Rechtsprechung / Brandenburgisches Oberlandesgericht / 2020
Brandenburgisches Oberlandesgericht Beschluss vom 28.08.2020 – 13 WF 151/20
4. Senat für Familiensachen · ECLI:DE:OLGBB:2020:0828.13WF151.20.00
Tenor§
Die Beschwerde des Antragsgegners gegen den Beschluss des Amtsgerichts Senftenberg vom 16.07.2020 - 31 F 61/20 - wird zurückgewiesen.
Gründe§
Die gemäß §§ 76 Abs. 2 FamFG, 567 ff., 127 Abs. 2 ZPO statthafte und in zulässiger Weise erhobene sofortige Beschwerde gegen die erstinstanzliche Versagung der Verfahrenskostenhilfe mangels Bedürftigkeit ist in der Sache unbegründet.

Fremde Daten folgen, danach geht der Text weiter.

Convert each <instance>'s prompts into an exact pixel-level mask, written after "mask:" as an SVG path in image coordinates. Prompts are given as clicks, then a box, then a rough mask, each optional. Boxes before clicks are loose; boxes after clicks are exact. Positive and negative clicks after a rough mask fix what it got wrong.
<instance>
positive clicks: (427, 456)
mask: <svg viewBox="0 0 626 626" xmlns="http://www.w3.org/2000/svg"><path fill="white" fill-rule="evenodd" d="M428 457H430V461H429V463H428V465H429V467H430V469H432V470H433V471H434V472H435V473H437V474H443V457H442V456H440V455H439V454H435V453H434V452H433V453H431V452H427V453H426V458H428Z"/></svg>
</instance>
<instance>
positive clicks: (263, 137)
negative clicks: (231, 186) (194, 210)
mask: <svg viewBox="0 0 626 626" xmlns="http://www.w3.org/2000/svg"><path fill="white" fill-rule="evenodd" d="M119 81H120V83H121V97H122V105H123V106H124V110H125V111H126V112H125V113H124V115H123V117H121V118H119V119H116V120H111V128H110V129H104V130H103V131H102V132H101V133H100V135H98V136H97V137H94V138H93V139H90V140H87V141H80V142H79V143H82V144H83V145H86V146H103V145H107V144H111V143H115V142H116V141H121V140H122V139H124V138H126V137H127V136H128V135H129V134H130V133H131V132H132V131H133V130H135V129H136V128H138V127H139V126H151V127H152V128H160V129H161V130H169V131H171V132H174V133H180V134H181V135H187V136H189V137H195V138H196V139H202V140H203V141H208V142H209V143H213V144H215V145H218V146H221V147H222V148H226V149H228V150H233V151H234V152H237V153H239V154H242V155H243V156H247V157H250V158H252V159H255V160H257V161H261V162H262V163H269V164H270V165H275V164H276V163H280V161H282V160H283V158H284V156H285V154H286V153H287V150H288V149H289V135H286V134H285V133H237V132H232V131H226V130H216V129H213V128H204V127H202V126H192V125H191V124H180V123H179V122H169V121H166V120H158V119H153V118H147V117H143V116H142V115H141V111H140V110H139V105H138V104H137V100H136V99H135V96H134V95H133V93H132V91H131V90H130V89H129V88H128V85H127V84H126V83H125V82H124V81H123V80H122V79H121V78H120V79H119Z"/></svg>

Der Antragsgegner hat nicht dargelegt, weshalb die von ihm gehaltene fondsgebundene Versicherung nicht eingesetzt werden könnte, um die Verfahrenskosten aufzubringen (§§ 76 Abs. 1 FamFG, 115 Abs. 3 ZPO). Wie erstinstanzlich zutreffend ausgeführt, ist er angesichts seines in Kenntnis des bestehenden Verfahrens vorgenommenen Verwertungsausschlusses so zu behandeln, als hätte er gegenwärtig noch Zugriff auf sein bei der (X) bestehendes Fondsvermögen (vgl. LAG Düsseldorf, BeckRS 2018, 11515; Fischer in Musielak/Voit, ZPO 17. Aufl. 2020 § 115 Rn. 55).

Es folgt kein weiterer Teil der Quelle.